Nobody sets a business up to fail. On average, 20% of new businesses fail within their first year in the UK, and as many as 90% fail globally. Knowing how to spot the early warning signs and having the tools to turn things around can help new entrepreneurs navigate uncertain waters and turn a sinking ship around.
While there are many reasons startups fail, the first step is acknowledging there’s a problem. Low sales or revenue are a big indicator of a poor start to business, but by this point, it can be too late. Acting upon early red flags can help you turn things around before it’s time to close the doors for good.
What is a Startup?
A startup is a new, usually small business with little to no capital to start with. Capital is usually found through family and friends, business loans, or investors. Startups are usually innovative businesses started by entrepreneurs to disrupt industries and create change.
What are the Early Warning Signs of a Failing Startup?
While early warning signs can be worrying, they don’t necessarily mean you need to call in the insolvency practitioners straight away. Spotting these indicators can help you make the right changes to ensure success. Some of the key early warning signs are:
Not understanding your target market
If you don’t understand your target market well enough, you won’t understand how to communicate with them. This can mean your product or marketing may not hit the mark with customers. For a product or service to be successful, it must meet a need or solve a problem for the customer.
How to turn it around:
- Do your market research. Is there an identifiable group of people who would want to buy your product or service? Is this group large enough?
- Learn your customer’s demographics: what drives them, what their pain points are, and how to reach them.
- Look at the competition. How is your product or service better?
- Are you reaching your audience at a local level? For example, if you’re in the San Fernando Valley in LA, do you use an 818 area code or a national phone number? Local area codes can help you connect with customers better as they feel like they’re dealing with a local company.
Lack of funds
Running out of money is one of the main reasons startups fail. Not having enough money to operate can stem from poor cashflow forecasting, management, or a lack of research into costs vs sales. You’ll need money to develop the product or service, hire staff, rent premises, and market the product for as long as it takes to turn a profit.
Understanding and managing transaction disputes effectively is essential, as unresolved chargebacks can deplete your financial resources unexpectedly.
How to turn it around:
- Careful financial forecasting. You’ll need a thorough and realistic plan of how much the business will cost to run on a day-to-day basis, and how much you may need to generate for future investments.

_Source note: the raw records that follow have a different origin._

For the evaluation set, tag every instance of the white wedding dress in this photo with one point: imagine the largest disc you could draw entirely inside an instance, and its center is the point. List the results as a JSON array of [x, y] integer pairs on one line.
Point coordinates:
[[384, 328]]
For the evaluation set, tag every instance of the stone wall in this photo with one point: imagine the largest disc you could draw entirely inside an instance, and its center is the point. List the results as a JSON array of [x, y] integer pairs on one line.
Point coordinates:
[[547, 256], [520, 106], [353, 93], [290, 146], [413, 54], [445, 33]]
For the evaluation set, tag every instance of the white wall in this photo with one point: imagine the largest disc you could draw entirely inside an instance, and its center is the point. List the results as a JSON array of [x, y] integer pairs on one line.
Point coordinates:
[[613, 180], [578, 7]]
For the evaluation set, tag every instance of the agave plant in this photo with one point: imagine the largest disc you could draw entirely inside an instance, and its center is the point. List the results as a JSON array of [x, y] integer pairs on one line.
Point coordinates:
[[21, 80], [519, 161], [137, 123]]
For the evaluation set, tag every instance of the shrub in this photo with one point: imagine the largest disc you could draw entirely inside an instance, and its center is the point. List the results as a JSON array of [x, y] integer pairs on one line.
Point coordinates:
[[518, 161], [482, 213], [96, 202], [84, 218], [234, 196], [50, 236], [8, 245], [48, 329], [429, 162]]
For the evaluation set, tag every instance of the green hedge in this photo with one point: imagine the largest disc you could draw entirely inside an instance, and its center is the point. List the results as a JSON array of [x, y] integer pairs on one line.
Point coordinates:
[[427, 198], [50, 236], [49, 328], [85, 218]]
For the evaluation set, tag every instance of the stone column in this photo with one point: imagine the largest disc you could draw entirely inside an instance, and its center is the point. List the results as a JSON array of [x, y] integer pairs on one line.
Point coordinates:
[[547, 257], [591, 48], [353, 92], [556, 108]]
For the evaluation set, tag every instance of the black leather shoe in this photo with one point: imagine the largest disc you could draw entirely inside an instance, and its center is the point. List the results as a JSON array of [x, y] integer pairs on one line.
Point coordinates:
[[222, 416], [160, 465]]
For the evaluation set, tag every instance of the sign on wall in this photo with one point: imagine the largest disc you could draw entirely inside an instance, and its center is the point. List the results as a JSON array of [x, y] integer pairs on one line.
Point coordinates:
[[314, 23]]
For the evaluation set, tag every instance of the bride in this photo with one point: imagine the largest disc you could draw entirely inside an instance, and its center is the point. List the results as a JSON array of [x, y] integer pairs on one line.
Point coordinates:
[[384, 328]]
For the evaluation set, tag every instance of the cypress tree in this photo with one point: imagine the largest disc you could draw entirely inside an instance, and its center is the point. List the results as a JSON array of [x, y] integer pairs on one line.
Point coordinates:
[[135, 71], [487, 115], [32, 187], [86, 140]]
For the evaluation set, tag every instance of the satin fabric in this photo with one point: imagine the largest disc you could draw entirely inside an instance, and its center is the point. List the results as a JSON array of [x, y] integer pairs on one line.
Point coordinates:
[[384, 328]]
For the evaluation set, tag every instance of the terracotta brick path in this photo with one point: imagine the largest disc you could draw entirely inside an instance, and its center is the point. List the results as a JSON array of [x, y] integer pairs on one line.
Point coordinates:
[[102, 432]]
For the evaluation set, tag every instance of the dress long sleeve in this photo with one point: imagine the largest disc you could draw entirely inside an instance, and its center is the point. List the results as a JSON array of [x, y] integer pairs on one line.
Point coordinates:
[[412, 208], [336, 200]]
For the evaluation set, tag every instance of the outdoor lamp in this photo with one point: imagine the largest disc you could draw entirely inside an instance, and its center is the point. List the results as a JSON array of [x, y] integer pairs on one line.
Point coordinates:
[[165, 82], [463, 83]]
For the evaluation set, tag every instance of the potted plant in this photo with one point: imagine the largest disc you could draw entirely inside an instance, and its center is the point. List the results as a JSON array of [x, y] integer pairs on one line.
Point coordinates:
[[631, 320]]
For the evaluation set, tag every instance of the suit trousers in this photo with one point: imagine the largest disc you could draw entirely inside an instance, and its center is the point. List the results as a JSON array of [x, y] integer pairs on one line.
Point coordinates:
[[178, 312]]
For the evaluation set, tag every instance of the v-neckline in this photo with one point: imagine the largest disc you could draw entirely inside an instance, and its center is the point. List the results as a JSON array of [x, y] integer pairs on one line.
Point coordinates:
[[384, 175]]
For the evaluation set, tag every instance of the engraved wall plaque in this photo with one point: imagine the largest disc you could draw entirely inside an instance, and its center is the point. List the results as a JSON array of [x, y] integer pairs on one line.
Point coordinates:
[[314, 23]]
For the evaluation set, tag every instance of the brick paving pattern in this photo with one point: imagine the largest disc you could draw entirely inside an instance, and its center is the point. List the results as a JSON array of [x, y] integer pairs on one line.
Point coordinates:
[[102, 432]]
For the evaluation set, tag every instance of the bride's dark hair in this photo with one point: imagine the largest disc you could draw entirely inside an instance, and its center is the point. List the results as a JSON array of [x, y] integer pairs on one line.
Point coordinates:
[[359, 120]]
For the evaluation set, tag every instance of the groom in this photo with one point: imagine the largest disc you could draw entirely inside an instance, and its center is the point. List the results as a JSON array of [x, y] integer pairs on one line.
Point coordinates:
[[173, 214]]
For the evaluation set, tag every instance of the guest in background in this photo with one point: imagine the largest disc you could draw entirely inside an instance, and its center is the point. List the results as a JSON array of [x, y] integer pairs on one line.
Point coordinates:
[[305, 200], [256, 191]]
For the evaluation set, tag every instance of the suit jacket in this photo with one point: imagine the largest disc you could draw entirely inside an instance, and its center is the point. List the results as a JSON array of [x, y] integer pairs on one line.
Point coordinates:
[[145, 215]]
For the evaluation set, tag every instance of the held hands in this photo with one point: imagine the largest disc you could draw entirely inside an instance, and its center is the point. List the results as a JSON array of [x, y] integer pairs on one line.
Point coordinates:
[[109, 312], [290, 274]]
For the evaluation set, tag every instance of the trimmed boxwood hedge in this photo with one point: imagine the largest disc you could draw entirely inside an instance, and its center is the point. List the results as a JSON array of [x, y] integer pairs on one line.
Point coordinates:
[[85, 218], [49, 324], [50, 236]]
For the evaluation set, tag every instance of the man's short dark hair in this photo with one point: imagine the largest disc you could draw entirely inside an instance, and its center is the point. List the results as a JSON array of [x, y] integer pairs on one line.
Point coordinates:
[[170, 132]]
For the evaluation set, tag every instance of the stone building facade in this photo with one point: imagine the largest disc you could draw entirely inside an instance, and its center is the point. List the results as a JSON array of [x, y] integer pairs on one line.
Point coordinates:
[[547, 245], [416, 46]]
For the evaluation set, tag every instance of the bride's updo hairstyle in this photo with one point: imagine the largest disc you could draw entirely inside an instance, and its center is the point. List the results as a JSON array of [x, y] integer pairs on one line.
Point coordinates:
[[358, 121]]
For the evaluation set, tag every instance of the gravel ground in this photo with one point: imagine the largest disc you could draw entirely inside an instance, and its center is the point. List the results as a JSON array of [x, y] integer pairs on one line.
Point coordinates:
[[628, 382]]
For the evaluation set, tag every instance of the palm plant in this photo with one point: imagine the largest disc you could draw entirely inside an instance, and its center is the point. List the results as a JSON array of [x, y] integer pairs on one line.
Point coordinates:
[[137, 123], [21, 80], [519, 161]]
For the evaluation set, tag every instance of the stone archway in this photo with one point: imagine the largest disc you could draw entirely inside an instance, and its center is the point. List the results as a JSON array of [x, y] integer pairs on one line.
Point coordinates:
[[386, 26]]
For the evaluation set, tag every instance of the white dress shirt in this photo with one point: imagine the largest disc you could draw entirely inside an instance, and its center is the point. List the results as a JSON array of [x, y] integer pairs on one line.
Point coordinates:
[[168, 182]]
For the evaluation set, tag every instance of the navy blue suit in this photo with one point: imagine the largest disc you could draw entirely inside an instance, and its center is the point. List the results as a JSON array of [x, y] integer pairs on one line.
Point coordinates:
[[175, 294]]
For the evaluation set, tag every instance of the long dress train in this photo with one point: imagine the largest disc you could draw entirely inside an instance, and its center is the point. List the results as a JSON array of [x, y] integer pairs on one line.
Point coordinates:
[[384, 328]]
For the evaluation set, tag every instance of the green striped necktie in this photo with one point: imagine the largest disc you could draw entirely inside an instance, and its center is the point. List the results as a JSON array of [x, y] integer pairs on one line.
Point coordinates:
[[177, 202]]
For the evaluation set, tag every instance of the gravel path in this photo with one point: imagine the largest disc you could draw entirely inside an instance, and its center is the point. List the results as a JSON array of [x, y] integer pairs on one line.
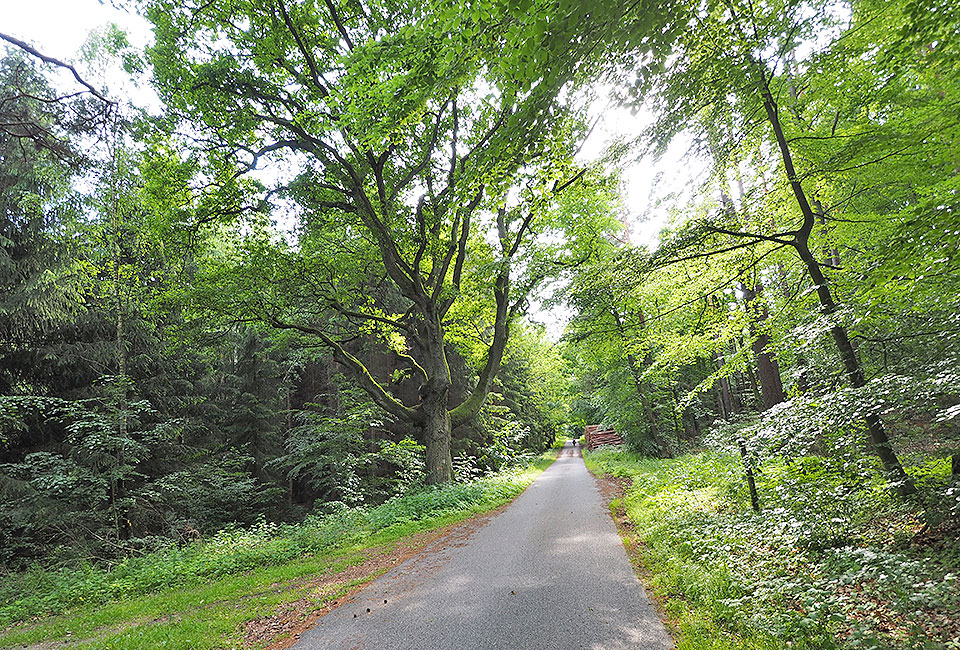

- Research financial products that can help with cash flow, such as business loans and credit cards.
No customer traction
No customer traction means you’ve failed to connect with your audience. This is a major red flag for startups because it can mean several things. Perhaps your marketing isn’t working for you, or your product isn’t solving a problem.
How to turn it around
- Go back to the beginning. Look at your product and market research. Are there any tweaks you can make to make the product more desirable?
- Look at your marketing strategy. Are you visible where your audience is likely to see you? Is your brand and messaging right for your audience? You need a marketing strategy B2B (or B2C depending on your market).
- Get feedback. Surveys or focus groups can help you understand why you’re failing to attract customers.
Too much focus on vanity metrics
We all get excited when a social media post gets more views than normal, or there’s a boost in new followers, but while these metrics make us feel good, they don’t always equate to sales. The danger here is that vanity metrics can feel like success when they aren’t generating revenue.
How to turn it around
- Pay attention to the metrics that matter such as sales, revenue, and newsletter signups, as well as customer engagement such as website visits, CTRs, and time spent browsing your website.
- Look at how to turn vanity metrics into money or the next steps of engagement. What can you offer new followers to engage them? What could you do to convert them to newsletter subscribers, etc.?
- Look at turning successful posts into ads. If you do have a post with a lot of engagement you could leverage the success by turning it into a paid advert with an offer for example.
Ineffective management
Poor management is another top reason for startups to fail. This can be due to needing more experience on both a business and managerial front. In turn, this can lead to poor decision-making and management in finance, purchasing, marketing, selling, recruitment, etc.
How to turn it around
- Management training. Upskilling managers in the areas they’re weak on can help improve managerial issues.
- Outsource work to experienced professionals. Certain jobs such as bookkeeping, payroll, or social media management can be carried out by professional service providers.
- See planning, research, and training as ongoing concerns rather than something you do at the start of your business journey.
- Keep a handle on costs. Things like utilities, your business phone service, insurance, etc., can spiral and affect cash flow management if you’re not monitoring them.
Final Thoughts
Startups do fail. It’s an uncomfortable, often heartbreaking truth. This is why keeping an objective overview of your new business is important. While passion is a crucial element in starting up a new business, ruling your business baby with your heart isn’t generally enough to make it a success.
Spotting and acting upon early warning signs, such as low sales and poor customer engagement, can help you form a plan of action before it’s too late.